Info-Spaziergang zum Bau der B49-Südumgehung Reiskirchen am Sonntag, 1. 2. 2026
Seit Jahren ist die Planung einer B49-Südumgehung Reiskirchen hoch umstritten. Im Februar sollen dafür durch Baumfällungen erste Tatsachen geschaffen werden. Die Initiative „Sanieren statt Planieren“ lädt gemeinsam mit den „Naturfreunden Jossollertal e.V.“ zu einem Spaziergang ein, bei dem vor Ort die Baupläne erläutert und auf die irreversiblen Schäden hingewiesen werden sollen. Vernünftigere Maßnahmen zur Verkehrsberuhigung werden vorgestellt.
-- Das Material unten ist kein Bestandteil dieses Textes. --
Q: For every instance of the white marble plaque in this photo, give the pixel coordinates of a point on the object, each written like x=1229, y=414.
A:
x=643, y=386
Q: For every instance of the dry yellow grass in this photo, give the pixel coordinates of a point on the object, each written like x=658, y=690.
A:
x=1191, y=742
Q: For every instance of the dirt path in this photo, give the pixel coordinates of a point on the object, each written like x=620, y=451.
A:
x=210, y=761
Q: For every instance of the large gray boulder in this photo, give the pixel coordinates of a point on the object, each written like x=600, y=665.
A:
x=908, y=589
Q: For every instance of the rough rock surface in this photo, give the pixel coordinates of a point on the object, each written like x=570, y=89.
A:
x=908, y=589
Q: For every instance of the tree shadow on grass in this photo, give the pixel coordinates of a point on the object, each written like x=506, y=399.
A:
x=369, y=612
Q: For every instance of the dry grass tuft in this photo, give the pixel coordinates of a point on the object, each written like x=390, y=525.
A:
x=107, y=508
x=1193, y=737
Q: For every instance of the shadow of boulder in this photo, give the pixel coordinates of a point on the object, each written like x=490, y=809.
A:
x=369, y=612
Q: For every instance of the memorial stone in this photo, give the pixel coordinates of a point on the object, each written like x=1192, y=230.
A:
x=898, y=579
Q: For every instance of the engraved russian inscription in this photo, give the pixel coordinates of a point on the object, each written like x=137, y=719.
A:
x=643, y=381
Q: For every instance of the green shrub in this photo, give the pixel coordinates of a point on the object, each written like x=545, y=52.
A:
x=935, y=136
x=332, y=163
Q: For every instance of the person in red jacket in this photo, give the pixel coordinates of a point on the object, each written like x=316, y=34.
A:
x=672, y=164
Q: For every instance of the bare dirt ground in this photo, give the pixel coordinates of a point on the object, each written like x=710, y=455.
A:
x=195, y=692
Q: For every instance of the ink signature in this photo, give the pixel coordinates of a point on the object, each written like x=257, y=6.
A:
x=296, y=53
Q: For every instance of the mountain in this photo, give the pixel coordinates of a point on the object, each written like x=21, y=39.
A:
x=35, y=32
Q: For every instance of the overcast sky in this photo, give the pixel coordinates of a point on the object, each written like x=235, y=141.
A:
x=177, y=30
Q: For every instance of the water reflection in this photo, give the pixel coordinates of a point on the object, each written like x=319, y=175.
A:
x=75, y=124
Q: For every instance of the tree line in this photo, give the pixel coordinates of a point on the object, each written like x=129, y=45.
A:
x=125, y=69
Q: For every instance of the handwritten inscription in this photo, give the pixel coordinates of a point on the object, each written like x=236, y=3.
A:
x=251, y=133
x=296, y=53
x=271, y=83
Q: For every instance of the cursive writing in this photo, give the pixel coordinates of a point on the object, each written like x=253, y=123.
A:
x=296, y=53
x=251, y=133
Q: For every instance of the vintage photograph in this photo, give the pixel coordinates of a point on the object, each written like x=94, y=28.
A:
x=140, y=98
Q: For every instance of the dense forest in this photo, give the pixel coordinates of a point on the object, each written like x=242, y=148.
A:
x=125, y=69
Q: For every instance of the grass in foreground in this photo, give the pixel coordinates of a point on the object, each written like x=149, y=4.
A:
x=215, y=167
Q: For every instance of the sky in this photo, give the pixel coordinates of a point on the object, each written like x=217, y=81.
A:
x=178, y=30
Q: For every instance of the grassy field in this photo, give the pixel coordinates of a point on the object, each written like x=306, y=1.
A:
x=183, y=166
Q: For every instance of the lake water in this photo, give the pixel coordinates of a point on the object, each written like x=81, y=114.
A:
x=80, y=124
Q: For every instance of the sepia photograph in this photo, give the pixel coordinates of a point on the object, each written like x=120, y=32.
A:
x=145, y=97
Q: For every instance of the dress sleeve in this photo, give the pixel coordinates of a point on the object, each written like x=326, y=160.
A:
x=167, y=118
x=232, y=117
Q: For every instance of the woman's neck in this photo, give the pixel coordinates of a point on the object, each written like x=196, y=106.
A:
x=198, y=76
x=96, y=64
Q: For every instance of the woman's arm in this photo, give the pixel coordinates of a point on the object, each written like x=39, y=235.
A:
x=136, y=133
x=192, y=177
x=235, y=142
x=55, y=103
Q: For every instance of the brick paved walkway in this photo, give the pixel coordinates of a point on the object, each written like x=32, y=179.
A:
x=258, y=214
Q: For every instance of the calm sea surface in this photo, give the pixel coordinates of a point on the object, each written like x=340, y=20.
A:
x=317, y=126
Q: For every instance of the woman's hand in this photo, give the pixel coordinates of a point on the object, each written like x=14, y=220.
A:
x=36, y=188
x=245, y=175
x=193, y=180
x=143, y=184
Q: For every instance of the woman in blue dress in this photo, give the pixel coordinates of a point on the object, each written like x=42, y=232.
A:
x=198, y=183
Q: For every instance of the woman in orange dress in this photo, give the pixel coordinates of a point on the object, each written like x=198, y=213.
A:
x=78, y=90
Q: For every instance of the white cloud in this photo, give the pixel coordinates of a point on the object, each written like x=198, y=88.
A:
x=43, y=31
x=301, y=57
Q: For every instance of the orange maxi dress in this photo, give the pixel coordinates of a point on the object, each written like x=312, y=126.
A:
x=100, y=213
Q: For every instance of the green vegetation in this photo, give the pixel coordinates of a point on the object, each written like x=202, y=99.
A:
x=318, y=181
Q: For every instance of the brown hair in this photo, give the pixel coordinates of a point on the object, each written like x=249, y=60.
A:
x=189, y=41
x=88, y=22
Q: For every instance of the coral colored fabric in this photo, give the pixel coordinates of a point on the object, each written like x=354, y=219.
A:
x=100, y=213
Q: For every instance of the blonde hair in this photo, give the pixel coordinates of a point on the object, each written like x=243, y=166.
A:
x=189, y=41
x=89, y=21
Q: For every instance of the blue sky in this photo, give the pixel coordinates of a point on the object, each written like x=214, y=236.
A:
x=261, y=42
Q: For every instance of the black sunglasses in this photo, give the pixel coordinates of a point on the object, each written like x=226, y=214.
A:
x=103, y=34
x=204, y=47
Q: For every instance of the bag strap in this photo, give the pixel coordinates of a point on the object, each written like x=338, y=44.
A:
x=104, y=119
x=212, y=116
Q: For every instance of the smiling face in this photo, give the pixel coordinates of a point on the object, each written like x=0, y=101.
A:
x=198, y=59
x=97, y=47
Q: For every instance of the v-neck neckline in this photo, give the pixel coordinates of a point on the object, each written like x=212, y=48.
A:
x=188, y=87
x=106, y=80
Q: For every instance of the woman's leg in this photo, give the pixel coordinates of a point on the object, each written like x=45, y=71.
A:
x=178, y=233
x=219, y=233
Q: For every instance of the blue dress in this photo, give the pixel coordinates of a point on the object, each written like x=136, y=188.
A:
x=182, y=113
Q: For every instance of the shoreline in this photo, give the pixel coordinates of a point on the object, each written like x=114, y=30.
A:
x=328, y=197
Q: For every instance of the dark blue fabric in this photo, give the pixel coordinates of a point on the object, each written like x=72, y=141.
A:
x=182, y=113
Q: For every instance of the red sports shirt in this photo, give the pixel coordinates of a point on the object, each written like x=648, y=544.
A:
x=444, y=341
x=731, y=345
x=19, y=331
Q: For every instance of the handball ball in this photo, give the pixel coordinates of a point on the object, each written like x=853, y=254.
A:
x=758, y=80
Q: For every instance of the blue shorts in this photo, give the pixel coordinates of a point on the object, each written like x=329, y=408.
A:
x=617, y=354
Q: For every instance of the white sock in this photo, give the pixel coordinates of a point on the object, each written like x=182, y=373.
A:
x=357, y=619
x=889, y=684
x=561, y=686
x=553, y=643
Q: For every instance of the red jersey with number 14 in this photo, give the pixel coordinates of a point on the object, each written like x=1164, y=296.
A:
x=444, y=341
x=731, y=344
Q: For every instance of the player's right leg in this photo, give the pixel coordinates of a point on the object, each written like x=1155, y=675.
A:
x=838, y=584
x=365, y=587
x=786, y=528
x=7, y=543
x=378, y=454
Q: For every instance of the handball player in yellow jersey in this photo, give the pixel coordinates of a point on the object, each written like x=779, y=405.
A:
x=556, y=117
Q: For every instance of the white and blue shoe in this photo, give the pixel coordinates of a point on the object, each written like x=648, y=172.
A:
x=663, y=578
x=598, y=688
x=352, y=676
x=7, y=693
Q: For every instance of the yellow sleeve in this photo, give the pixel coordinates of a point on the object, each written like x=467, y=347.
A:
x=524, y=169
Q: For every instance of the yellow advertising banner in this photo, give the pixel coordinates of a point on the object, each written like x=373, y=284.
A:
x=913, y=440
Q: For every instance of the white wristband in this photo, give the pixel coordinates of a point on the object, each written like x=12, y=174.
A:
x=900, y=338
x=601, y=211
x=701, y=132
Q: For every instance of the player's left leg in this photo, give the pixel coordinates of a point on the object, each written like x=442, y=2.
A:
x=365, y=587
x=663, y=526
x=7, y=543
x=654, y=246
Erst kürzlich wurden 3 Mrd. Euro für die Sanierung von Straßen gestrichen, um damit neue Straßen zu bauen. Statt die Neuverschuldung für den Erhalt der Infrastruktur, für den ÖPNV und für die Finanzierung des Deutschlandtickets einzusetzen, soll neu gebaut werden, was auch weiter unterhalten werden muss. Die B49-Südumgehung Reiskirchen ist eines dieser 23 Projekte. Dabei wird sie die notwendige und ersehnte, deutliche Entlastung der Ortsdurchfahrten vermutlich nicht bringen, weil der Verkehr zu den Gewerbegebieten und Einkaufszentren in den Wohngebieten bleibt. Vernünftigere und viel kostengünstigere Möglichkeiten der Verkehrsberuhigung stehen zur Verfügung. Neben den schon lange bekannten Maßnahmen wie Tempo 30 und dem Ausbau der Vogelsbergbahn sind seit Sommer 2025 bei Stau auf Autobahnen „situationsbedingte Ortsdurchfahrtsverbote“ möglich. Auch die derzeit wieder diskutierte Regiotram nach Gießen würde mit zusätzlicher Haltestelle in Lindenstruth deutlich entlasten.
Treffpunkt: Sonntag, 1.2.26 um 14.15 Uhr ab Feuerwehr Reiskirchen
Wem der gesamte Weg nach Lindenstruth und zurück (7,4 km) zu lang ist, kann nur um Reiskirchen mitlaufen (2,9 km) oder durch den Buchwald zurückkehren (5,7 km).